Although until now Farmigo has been mainly in New York and northern California, it is about to open three new communities, two in Hoboken and the third in Englewood.
Mr. Ronen is Israeli-American, and Farmigo’s co-founder is Israeli. “We started the company in Israel, but then I moved here to launch our headquarters,” he said. “Israel is a tiny country, with fairly limited resources, so it is not a good target market. It’s too small.
“You have to raise money and get to scale, and the most obvious place to launch is the United States.” That, he said, is why so many Israeli start-ups make their way here.
He feels strongly that Farmigo belongs in New Jersey. “It’s called the Garden State, but really it’s not,” he said. “You guys have amazing farms – but New Jersey is mall country, and national chains have infiltrated everywhere.” As a result, the “traditional hub-and-spoke” food delivery system ensures that on average, food moves about 2,500 miles and sits on a shelf for about two weeks before it finds itself in a consumer’s refrigerator.
“It’s a paradox,” Mr. Ronen said. “You can be right next to a farm, but you don’t get to eat that produce.”
Farmigo’s website is www.farmigo.com.
Five other start-up also are slated to be at the fair.
Mr. Aharoni, the consul general, mentioned another start-up, which could not send a representative to the fair but fascinates him nonetheless. It is called TaKaDu, and Mr. Aharoni said that it “invented something simple yet brilliant.
“They analyze existing computer data regarding water systems,” he said.
Admittedly, this is not glamorous work – but it addresses a real problem.

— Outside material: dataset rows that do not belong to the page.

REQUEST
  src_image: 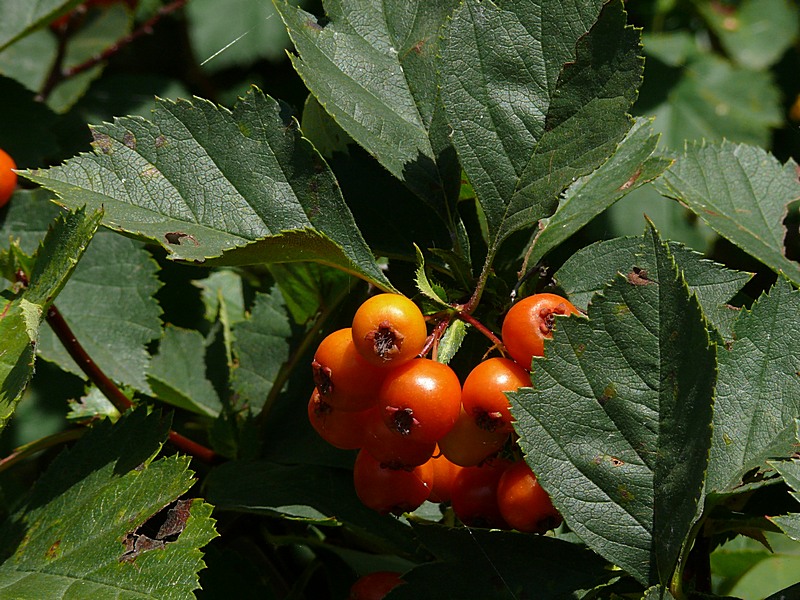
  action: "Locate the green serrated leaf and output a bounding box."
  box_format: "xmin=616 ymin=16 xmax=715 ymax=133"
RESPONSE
xmin=555 ymin=237 xmax=751 ymax=340
xmin=659 ymin=142 xmax=800 ymax=283
xmin=528 ymin=119 xmax=672 ymax=265
xmin=274 ymin=0 xmax=460 ymax=224
xmin=18 ymin=88 xmax=393 ymax=290
xmin=67 ymin=386 xmax=120 ymax=422
xmin=206 ymin=460 xmax=421 ymax=557
xmin=439 ymin=0 xmax=642 ymax=260
xmin=37 ymin=231 xmax=161 ymax=392
xmin=642 ymin=585 xmax=675 ymax=600
xmin=706 ymin=280 xmax=800 ymax=493
xmin=767 ymin=460 xmax=800 ymax=542
xmin=0 ymin=209 xmax=102 ymax=430
xmin=414 ymin=244 xmax=450 ymax=308
xmin=0 ymin=410 xmax=216 ymax=600
xmin=300 ymin=94 xmax=354 ymax=159
xmin=392 ymin=522 xmax=608 ymax=600
xmin=642 ymin=54 xmax=783 ymax=150
xmin=0 ymin=0 xmax=81 ymax=50
xmin=147 ymin=325 xmax=222 ymax=417
xmin=697 ymin=0 xmax=800 ymax=70
xmin=25 ymin=209 xmax=103 ymax=310
xmin=232 ymin=289 xmax=292 ymax=412
xmin=508 ymin=229 xmax=716 ymax=585
xmin=269 ymin=263 xmax=357 ymax=324
xmin=436 ymin=319 xmax=467 ymax=364
xmin=0 ymin=298 xmax=42 ymax=430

Water systems around the world spring leaks, which can be hard to diagnose until they grow big, and hard to locate without expensive drilling. “Thanks to a very sophisticated algorithm that TaKaDu developed, they can tell a municipality or the owner of a water system whether they have a leak, how bad the leak is, and exactly where it is.
“That can save an incredible amount of money. They don’t have to drill until they know exactly where the leak is.”
The other start-up companies scheduled to be at the fair include the self-explanatory Get Taxi (www.gettaxi.com); Pango, a parking app (www.mypango.com); Appcard, a shopping-rewards-card app; Cellolo, which allows more dialogue between performers and their audiences (www.cellolo.com), and Loyal Blocks, a consumer loyalty app (www.loyalblocks.com).
The fair is certain to have ingenuity and resourcefulness on display, along with a combination of pride and pragmatism that has served both New Jersey and Israel well. And who knows? It also might be a showcase for the Next Big Thing.